# First time ground driving - Any tips?



## amberly (Dec 16, 2012)

We have a driving horse but we haven't gotten the cart out yet!! 

One thing I saw that was really cool, is when you have the bits and reins - start on the ground. Drive him on the ground without in pulling anything yet, you jsut stand a safe place and drive him around. Start in the arena and then as you all get comfortable, drive outside too. Then I would attatch the cart and lead him with it to make sure he is comfortable. Then get in and drive him for maybe ten minutes to start then quit.
Then next time you go out, drive for 20 minutes, then 30, etc.

I don't have sound so I don't know what they are saying - but this just shows what I mean from driving from ground first.
https://www.youtube.com/watch?v=W18Mw7XL4Gg


----------



## BadWolf (Oct 12, 2012)

Oh, I forgot to mention, to my knowledge, none of our horses have ever been broke to drive, so we're all beginners


----------



## greentree (Feb 27, 2013)

Be SURE to use the stirrups on a saddle, or LOW rings on a surcingle for the lines. The lines have to go around the horses hindquarter, above the hocks.

Use a command like gee(right), haw(left), as the horse changes direction. 

The real reason to do this is to teach the horse contact. It also teaches them to step to the outside of the circle with the inside hind leg, and to bend on the circle.

It is NOT easy to do, and it will give you a real workout. 

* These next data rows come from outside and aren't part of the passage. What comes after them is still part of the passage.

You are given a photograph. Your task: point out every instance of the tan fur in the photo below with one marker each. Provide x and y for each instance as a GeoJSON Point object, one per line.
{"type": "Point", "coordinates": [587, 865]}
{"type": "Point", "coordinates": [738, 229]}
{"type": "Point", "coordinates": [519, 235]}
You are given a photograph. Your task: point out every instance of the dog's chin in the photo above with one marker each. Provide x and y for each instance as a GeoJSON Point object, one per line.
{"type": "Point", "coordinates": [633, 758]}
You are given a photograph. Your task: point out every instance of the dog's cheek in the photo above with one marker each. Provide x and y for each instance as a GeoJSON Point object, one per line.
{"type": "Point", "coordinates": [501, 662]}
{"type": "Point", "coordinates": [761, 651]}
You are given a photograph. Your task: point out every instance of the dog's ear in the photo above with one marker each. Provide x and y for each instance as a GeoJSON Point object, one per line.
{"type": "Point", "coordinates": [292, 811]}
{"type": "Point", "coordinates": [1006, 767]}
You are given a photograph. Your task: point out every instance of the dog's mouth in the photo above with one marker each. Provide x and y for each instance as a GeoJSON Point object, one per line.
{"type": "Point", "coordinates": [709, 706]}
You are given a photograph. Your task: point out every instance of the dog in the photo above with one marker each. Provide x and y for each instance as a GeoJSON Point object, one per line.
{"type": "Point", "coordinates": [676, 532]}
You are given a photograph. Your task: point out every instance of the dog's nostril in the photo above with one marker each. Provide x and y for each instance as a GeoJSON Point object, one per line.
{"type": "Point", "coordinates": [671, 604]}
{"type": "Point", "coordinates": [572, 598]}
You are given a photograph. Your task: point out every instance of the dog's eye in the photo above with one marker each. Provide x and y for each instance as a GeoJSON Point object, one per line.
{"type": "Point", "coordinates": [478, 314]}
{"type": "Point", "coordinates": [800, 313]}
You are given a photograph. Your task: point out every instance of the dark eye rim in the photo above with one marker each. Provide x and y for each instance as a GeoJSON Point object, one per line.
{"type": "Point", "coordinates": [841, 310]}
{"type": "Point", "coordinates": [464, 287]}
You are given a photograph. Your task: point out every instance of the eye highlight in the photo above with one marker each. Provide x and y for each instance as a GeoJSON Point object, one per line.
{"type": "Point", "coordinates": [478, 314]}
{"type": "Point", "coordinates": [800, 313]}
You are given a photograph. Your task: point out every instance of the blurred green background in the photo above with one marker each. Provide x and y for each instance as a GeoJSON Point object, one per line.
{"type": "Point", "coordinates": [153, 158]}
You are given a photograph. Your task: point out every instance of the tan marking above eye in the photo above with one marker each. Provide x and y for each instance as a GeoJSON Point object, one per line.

Begin this in an enclosed area or round pen, because any mess ups could cause you to be dragged, or a loose horse with two long lines hooked to the bit.


----------



## SlideStop (Dec 28, 2011)

Have you or you husband stand at the head of the horse at first just incase your horse needs extra clarification. You really want to set you and your horse of for success!
_Posted via Mobile Device_


----------



## greentree (Feb 27, 2013)

I re-read the post, and wanted to clarify..... I was explaining long lining, which is what I do before ground driving. The contact must be established first, and gradually work your way around to the back of the horse to actually "drive".


----------